John zat gevangen in het land van Ooit en Ergens. ‘Ooit zal mijn tijd komen. Ooit zal ik wraak nemen op de man die dat allemaal op zijn geweten heeft’. En zo veranderde Johns leven zo langzamerhand in een drama. Hoe ziet dat land van Ooit en Ergens eruit? ‘Ooit komt mijn tijd en ergens neem ik hem te grazen. En dan laat ik het hem wel eens zien wat ik allemaal kan.
En Paul? Hij heeft de grap van de leraar doorgehad. Hij heeft er de energie van gekregen om een van de beste schakers ter wereld te worden. En hij coacht nu mensen in het volgen van hun dromen.
Als ik één ding geleerd heb van mijn Nabij-de-dood-ervaring is dat alle mogelijkheden die het bestaan te bieden heeft, in onszelf besloten liggen. Het is één van de gruwelijkste fouten die er in de wereld van de religie gemaakt wordt als men probeert ’s mensen zelfrespect af te nemen.
Want zoals Carl Gustav Jung dat zo mooi beschrijft in Het Rode Boek is dat de grootste uitdaging in het leven bestaat in het vinden wie je bent en… het ontdekken van je meest wezenlijke dromen. En de tweede uitdaging is om er vervolgens heel blij mee te zijn wat je gevonden hebt en dat te delen met anderen. Zo kan jouw leven een droom, een kunstwerk worden. Laat Albert Einstein nou ook woorden van gelijke strekking gesproken hebben .
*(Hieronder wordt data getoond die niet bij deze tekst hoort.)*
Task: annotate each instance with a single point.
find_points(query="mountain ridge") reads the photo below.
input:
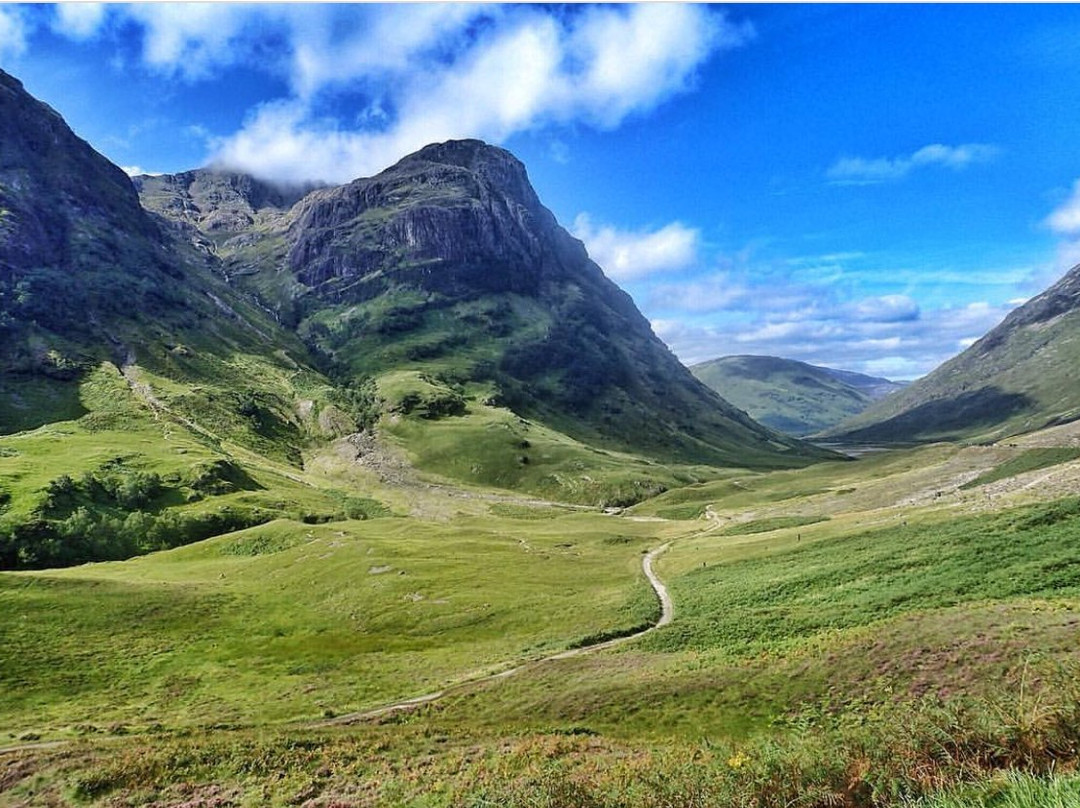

Tijd is zowel ‘s mensen beste vriend, alsook ‘s mensen slechtste raadgever. De westerse opvatting over tijd kan ons in de illusie doen leven dat de menselijke bestemming buiten mens en wereld ligt. We blijven vertellen over het Land van Ooit en de wereld van Ergens: ‘Ooit zal het goed komen… en Ergens is het beter…’
Want hoe zien onze goede voornemens er vaak uit? ‘Ooit stop ik met dit werk, ooit ga ik doen wat ik leuk vind, ooit ga ik stoppen met roken, ooit ga ik werken aan mijn gezondheid, ooit ga ik me verdiepen in mijzelf, ooit ga ik op vakantie naar mijn familie in Canada, ooit ga ik mediteren…’ Ik las deze week een prachtige post hier op Facebook. In één zin: Ooit…is een ziekte die tot gevolg heeft dat je je dromen met je meeneemt in het graf.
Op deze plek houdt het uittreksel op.